Last week, South Dakota Gov. Kristi Noem signed an executive order restricting the teaching of “inherently divisive concepts” in grades K-12 throughout the state. In doing so, she became the latest Republican governor to target the teaching of critical race theory (CRT) in the state.

This order should be easy to enact in South Dakota since CRT is reportedly not used anywhere in the state at any level.

But that’s not the big concern here.

Instead, the worry is that the ban of this concept will be blurred into something more, all for the sake of political gain.

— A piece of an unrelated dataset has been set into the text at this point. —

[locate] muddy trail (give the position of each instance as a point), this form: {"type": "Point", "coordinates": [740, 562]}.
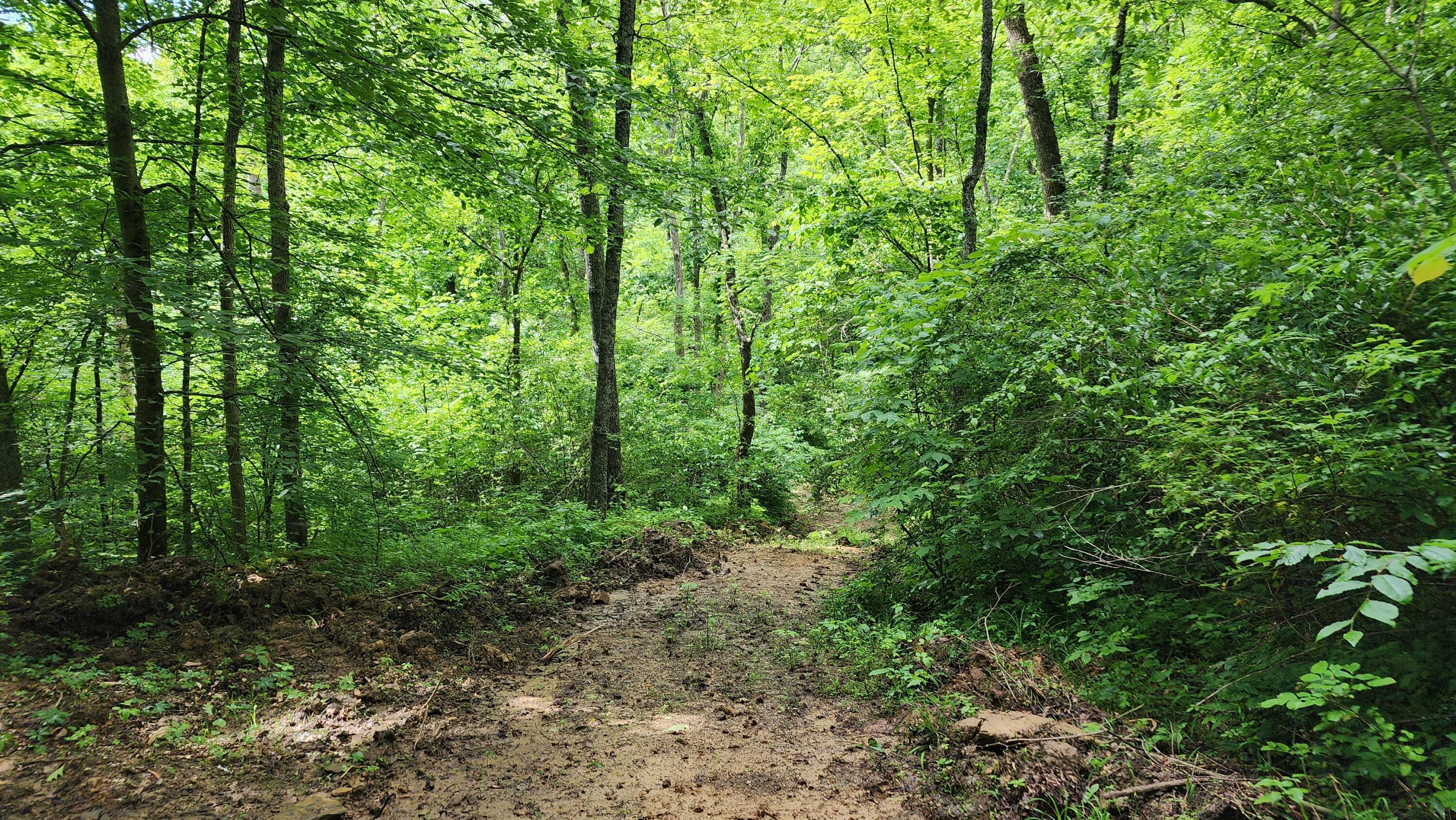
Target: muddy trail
{"type": "Point", "coordinates": [680, 697]}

It’s safe to say that, up until about two years ago, very few people were even aware of the concept of critical race theory. CRT is defined by the Education Week website this way: “The core idea is that race is a social construct, and that racism is not merely the product of individual bias or prejudice, but also something embedded in legal systems and policies.” It is a theoretical view developed more than 40 years ago, but it’s not exactly a mainstream educational concept: One South Dakota educational official admitted to having to search for CRT online when hearing about efforts to ban it.

But attacking CRT has become a trend the last couple of years. The fact that GOP lawmakers suddenly began loudly opposing it at about the same time suggests the outrage was calculated for political leverage.

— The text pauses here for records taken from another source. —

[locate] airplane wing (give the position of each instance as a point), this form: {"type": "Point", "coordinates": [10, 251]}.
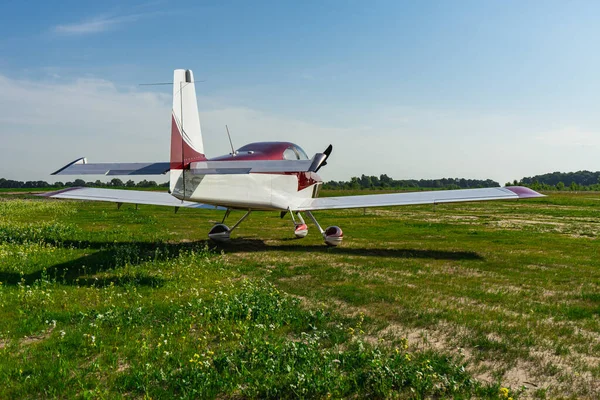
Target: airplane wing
{"type": "Point", "coordinates": [82, 167]}
{"type": "Point", "coordinates": [429, 197]}
{"type": "Point", "coordinates": [125, 196]}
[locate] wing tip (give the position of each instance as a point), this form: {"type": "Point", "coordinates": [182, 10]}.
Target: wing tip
{"type": "Point", "coordinates": [57, 192]}
{"type": "Point", "coordinates": [81, 160]}
{"type": "Point", "coordinates": [524, 192]}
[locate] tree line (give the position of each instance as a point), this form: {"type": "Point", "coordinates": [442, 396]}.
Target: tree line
{"type": "Point", "coordinates": [385, 182]}
{"type": "Point", "coordinates": [575, 181]}
{"type": "Point", "coordinates": [116, 182]}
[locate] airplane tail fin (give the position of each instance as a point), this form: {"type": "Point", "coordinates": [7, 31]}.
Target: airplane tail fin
{"type": "Point", "coordinates": [186, 135]}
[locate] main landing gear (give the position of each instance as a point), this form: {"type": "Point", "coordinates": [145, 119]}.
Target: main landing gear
{"type": "Point", "coordinates": [221, 232]}
{"type": "Point", "coordinates": [333, 235]}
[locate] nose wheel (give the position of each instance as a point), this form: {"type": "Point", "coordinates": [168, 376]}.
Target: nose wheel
{"type": "Point", "coordinates": [333, 235]}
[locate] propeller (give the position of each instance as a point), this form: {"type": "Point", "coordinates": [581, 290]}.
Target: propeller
{"type": "Point", "coordinates": [327, 152]}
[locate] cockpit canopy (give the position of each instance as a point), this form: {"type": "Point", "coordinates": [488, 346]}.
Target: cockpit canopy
{"type": "Point", "coordinates": [273, 150]}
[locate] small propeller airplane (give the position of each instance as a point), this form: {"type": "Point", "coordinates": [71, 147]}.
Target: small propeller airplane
{"type": "Point", "coordinates": [264, 176]}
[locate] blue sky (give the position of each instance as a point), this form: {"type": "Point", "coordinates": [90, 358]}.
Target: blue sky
{"type": "Point", "coordinates": [494, 89]}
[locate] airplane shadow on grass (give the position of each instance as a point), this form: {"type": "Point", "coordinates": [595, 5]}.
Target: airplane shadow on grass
{"type": "Point", "coordinates": [110, 256]}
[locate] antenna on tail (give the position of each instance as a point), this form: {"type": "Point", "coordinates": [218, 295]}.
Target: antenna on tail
{"type": "Point", "coordinates": [233, 152]}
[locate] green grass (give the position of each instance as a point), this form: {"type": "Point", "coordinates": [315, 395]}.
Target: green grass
{"type": "Point", "coordinates": [100, 302]}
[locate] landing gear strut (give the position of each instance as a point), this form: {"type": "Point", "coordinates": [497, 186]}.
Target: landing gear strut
{"type": "Point", "coordinates": [333, 235]}
{"type": "Point", "coordinates": [300, 228]}
{"type": "Point", "coordinates": [221, 232]}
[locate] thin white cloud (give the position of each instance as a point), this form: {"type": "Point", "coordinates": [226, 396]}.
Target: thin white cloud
{"type": "Point", "coordinates": [96, 25]}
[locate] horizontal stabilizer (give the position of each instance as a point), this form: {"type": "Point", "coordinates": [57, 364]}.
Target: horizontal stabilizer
{"type": "Point", "coordinates": [413, 198]}
{"type": "Point", "coordinates": [126, 196]}
{"type": "Point", "coordinates": [256, 166]}
{"type": "Point", "coordinates": [82, 167]}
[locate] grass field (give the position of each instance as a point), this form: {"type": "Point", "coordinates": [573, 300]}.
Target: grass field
{"type": "Point", "coordinates": [461, 300]}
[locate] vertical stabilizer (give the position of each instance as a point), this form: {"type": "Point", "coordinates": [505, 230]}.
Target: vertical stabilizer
{"type": "Point", "coordinates": [186, 136]}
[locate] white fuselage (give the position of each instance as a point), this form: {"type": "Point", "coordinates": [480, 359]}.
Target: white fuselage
{"type": "Point", "coordinates": [260, 191]}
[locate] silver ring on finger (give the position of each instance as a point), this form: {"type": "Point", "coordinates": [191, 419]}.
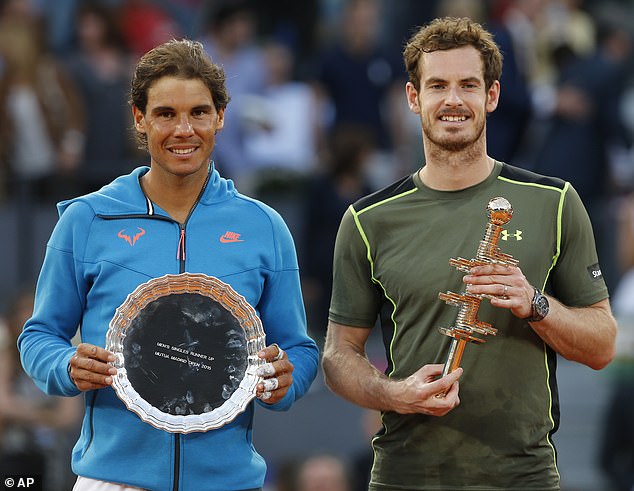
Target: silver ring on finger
{"type": "Point", "coordinates": [280, 352]}
{"type": "Point", "coordinates": [271, 384]}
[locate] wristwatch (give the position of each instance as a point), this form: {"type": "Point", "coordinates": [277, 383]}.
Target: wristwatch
{"type": "Point", "coordinates": [539, 307]}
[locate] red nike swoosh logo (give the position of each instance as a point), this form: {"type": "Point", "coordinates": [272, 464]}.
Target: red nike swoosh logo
{"type": "Point", "coordinates": [230, 237]}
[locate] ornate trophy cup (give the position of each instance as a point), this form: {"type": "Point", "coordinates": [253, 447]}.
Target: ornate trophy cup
{"type": "Point", "coordinates": [186, 352]}
{"type": "Point", "coordinates": [499, 211]}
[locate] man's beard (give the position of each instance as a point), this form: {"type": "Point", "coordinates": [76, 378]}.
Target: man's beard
{"type": "Point", "coordinates": [451, 144]}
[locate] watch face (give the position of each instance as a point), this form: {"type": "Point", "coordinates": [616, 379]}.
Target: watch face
{"type": "Point", "coordinates": [541, 306]}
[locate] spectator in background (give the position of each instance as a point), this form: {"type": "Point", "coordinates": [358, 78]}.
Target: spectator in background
{"type": "Point", "coordinates": [362, 81]}
{"type": "Point", "coordinates": [101, 68]}
{"type": "Point", "coordinates": [513, 28]}
{"type": "Point", "coordinates": [230, 39]}
{"type": "Point", "coordinates": [586, 124]}
{"type": "Point", "coordinates": [323, 473]}
{"type": "Point", "coordinates": [42, 130]}
{"type": "Point", "coordinates": [616, 447]}
{"type": "Point", "coordinates": [283, 121]}
{"type": "Point", "coordinates": [342, 181]}
{"type": "Point", "coordinates": [146, 25]}
{"type": "Point", "coordinates": [36, 431]}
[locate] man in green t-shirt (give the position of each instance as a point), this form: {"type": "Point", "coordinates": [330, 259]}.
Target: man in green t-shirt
{"type": "Point", "coordinates": [392, 260]}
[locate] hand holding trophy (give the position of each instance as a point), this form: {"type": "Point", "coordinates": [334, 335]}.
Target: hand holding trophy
{"type": "Point", "coordinates": [467, 325]}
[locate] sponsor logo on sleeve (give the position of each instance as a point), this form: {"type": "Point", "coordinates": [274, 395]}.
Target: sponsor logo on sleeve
{"type": "Point", "coordinates": [595, 272]}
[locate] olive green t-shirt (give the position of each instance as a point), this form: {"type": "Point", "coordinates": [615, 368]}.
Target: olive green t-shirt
{"type": "Point", "coordinates": [391, 262]}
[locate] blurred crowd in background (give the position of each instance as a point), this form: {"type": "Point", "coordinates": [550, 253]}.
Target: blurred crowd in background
{"type": "Point", "coordinates": [318, 117]}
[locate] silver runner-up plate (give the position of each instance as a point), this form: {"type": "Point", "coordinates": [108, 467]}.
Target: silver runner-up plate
{"type": "Point", "coordinates": [186, 352]}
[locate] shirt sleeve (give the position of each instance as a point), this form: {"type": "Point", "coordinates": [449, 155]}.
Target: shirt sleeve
{"type": "Point", "coordinates": [356, 295]}
{"type": "Point", "coordinates": [283, 316]}
{"type": "Point", "coordinates": [576, 279]}
{"type": "Point", "coordinates": [45, 343]}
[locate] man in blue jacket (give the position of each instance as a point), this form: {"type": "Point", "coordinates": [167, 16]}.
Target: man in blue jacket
{"type": "Point", "coordinates": [176, 216]}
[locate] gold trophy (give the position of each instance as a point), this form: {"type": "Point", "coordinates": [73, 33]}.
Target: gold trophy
{"type": "Point", "coordinates": [499, 211]}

There is some disagreement among liberals and conservatives about what exactly CRT encompassed, Education Week reported, and that’s the real minefield we face.

In her executive order (which closely mirrored a bill rejected by lawmakers during the recent legislative session), Noem put it this way, “Our children will not be taught that they are racists or that they are victims, and they will not be compelled to feel responsible for the mistakes of their ancestors. We will guarantee that our students learn America’s true and honest history — that includes both our triumphs and our mistakes.”

But that vaguely worded statement, particularly the last sentence, is somewhat contradictory.

If learning about “true and honest” history means learning about “our mistakes and our triumphs,” then learning about this nation’s racial history must be part of that curriculum. And that would include learning not only about slavery and the Civil War, but also about what created the situation — including the “Three-Fifths Clause,” which counted slaves as three-fifths of a person for census purposes, that was drafted into the U.S. Constitution. It must also include what happened post-Civil War, such as the Black codes and Jim Crow laws that haunted Blacks in the south for a century.

In South Dakota, that also includes dealing with Native American relations, including the 1890 Wounded Knee massacre, which for a century was treated as a “battle,” and the roots of the reservation system that still prevails now.

The danger is that such topics might be challenged by some who misconstrue and/or distort anti-CRT legislation into something that people don’t want to hear about in the classroom. Last year, Education Week reported that the conservative Heritage Foundation placed a wide variety of issues under the CRT umbrella, including Black Lives Matter protests, diversity training, LGBTQ clubs on school campuses and more.

What must be remembered throughout all this is right in the executive order: that some of our greatest social triumphs as a nation have been derived by learning from our mistakes.

By its nebulous nature, the executive order may allow some of us to overlook or avoid that fact. And that’s the real risk in this issue.